Aurora Organic Dairy, of Boulder, Colo., was put under the same microscope as early as 2005, when complaints led to a determination that its milk cows didn't have enough access to pasture to be deemed organic (which implies free range, or the ability to graze). The company then agreed to amend the farm plan at its Platteville, Colo. location, and the USDA dropped the pending charges.
The Cornucopia Institute and others responded by charging the USDA and Aurora of engineering a "sweetheart deal" for the dairy producer, whose owners and founders also started the phenomenally successful Horizon Organic Dairy, subsequently sold to Dean Foods for $216 million.
Mark Kastel, co-director of Cornucopia, has often stated that large, corporate farms like Promiseland and Aurora can't really produce organic food. They also create surpluses which drive down profits for smaller, truly organic farmers. Cornucopia maintains a listing and scorecard on its web site to help consumers choose ethically produced milk and meat products.

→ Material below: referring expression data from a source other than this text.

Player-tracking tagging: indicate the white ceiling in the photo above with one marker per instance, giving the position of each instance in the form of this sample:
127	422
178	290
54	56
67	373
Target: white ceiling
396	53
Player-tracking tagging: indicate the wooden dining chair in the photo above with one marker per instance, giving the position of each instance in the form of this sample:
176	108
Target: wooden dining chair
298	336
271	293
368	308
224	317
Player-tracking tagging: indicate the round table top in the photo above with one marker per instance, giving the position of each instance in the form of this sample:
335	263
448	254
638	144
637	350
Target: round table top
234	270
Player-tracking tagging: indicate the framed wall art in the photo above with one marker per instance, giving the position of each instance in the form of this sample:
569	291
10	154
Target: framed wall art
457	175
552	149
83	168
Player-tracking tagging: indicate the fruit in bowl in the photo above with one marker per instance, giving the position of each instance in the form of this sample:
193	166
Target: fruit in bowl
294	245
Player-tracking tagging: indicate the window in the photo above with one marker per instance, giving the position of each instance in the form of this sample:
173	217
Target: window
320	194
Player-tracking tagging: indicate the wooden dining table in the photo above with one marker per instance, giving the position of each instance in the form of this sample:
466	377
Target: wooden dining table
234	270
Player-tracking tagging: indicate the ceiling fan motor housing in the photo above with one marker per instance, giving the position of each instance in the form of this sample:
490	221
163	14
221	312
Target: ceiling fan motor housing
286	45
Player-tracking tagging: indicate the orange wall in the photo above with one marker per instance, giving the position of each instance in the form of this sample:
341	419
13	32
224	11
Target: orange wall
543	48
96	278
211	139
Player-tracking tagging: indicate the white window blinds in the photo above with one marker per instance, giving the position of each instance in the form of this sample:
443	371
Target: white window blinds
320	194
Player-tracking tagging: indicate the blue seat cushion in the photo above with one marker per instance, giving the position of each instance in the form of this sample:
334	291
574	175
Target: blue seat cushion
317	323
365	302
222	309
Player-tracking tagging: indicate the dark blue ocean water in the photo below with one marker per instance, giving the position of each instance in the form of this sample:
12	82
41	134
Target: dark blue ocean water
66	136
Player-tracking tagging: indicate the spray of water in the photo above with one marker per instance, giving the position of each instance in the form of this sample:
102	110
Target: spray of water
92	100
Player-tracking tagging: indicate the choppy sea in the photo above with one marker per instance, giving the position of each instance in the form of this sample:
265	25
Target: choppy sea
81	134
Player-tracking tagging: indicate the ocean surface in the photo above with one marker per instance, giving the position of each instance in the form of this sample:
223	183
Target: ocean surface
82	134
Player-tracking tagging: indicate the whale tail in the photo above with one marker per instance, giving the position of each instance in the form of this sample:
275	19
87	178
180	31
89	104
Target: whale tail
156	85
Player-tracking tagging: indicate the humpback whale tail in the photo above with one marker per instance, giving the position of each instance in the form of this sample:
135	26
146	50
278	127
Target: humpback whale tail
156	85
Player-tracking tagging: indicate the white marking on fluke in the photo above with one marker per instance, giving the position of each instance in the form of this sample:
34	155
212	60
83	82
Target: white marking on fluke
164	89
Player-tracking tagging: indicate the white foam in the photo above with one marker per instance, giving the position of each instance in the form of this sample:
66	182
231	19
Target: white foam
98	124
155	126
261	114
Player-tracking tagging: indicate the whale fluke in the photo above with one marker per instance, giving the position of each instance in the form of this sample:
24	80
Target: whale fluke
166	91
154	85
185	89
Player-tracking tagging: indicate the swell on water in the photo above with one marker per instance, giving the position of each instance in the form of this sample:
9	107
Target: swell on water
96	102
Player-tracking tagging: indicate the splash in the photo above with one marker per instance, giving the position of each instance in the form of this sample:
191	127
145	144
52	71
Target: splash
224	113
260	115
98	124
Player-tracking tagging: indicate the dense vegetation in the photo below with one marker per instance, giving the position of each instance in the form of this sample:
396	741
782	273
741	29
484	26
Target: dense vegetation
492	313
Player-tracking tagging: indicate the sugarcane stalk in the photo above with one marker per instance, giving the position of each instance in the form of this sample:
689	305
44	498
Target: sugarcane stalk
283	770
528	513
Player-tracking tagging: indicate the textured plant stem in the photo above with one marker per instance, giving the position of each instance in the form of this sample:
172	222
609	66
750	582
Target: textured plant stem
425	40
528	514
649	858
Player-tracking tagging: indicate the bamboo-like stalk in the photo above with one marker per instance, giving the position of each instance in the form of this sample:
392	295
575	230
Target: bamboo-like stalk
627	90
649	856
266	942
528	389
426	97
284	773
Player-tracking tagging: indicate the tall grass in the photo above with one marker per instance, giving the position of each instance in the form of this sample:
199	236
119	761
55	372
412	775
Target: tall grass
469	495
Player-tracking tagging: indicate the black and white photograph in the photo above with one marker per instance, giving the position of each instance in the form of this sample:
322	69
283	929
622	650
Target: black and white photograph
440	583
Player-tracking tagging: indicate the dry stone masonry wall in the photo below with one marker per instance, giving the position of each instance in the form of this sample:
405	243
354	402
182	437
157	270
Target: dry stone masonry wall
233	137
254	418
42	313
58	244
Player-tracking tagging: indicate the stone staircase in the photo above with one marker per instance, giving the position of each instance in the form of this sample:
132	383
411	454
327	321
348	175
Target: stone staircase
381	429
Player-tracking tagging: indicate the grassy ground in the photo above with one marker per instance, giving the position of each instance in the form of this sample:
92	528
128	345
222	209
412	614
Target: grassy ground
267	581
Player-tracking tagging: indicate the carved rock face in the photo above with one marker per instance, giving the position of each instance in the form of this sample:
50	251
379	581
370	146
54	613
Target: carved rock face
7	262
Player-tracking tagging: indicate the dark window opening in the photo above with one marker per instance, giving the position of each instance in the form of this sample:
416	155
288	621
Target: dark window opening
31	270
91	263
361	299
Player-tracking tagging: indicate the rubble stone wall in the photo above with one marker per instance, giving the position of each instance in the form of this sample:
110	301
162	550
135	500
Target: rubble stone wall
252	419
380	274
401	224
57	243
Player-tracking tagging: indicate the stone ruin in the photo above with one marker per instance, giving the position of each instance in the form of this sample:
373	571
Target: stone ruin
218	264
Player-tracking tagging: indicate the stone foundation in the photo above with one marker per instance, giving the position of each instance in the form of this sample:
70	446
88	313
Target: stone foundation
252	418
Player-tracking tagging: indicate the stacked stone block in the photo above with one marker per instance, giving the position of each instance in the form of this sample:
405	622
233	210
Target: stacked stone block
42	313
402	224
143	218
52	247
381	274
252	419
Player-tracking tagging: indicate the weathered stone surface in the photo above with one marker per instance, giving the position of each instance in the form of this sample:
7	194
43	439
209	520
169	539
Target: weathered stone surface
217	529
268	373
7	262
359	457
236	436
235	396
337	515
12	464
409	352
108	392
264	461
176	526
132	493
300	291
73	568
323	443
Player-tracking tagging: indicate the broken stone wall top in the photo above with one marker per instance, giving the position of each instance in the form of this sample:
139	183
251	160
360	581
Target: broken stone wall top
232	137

Aiding the efforts of the USDA and other food-certification agencies, Spanish scientists have come up with a way to determine if artificial fertilizers are being used in designated organic fields. Called "nitrogen isotopic discrimination", the science can pinpoint non-organic fertilizers by identifying nitrogen isotopes in the plants themselves. Unfortunately, the method is likely to be too expensive for broad screening, and will probably only be used when violations are suspected.
Because neither the USDA nor watchdog groups like Cornucopia can be everywhere, these violations of organic regulations are likely to continue. On occasion, states themselves impede progress toward truly organic food. In California, regulators plan to pasteurize all almonds - a move aimed at preventing further outbreaks of salmonella like the ones which occurred in both 2001 and 2004. Salmonella in food crops is a huge concern, especially after the recent salmonella outbreak in U.S.-grown tomatoes.
Salmonella is not native to vegetable, fruit or nut crops, and arrives only via contamination of irrigation water by animal feces, or contaminated feces used as fertilizer. In fact, salmonella is not native to animals per se, but enters the environment only when crowding, underfeeding and antibiotic use reach epidemic proportions. When Salmonella does enter the environment, through human or animal excretion, it normally doesn't multiply to any extent, unless conditions (like those mentioned above) favor its multiplication. Nothing spreads salmonella quite as rapidly as hundreds of warm-blooded animals packed in a small space and walking in each other's urine and feces after continued doses of antibiotics have weakened their immune systems.
This is why truly organic food is not factory-farmed, and the best way to obtain it remains regional farmer's markets (where one knows the grower), or growing the food oneself - a move toward "home-grown" that may be significantly enhanced by rapidly rising gas prices, and is surely the only silver lining to this economic catastrophe.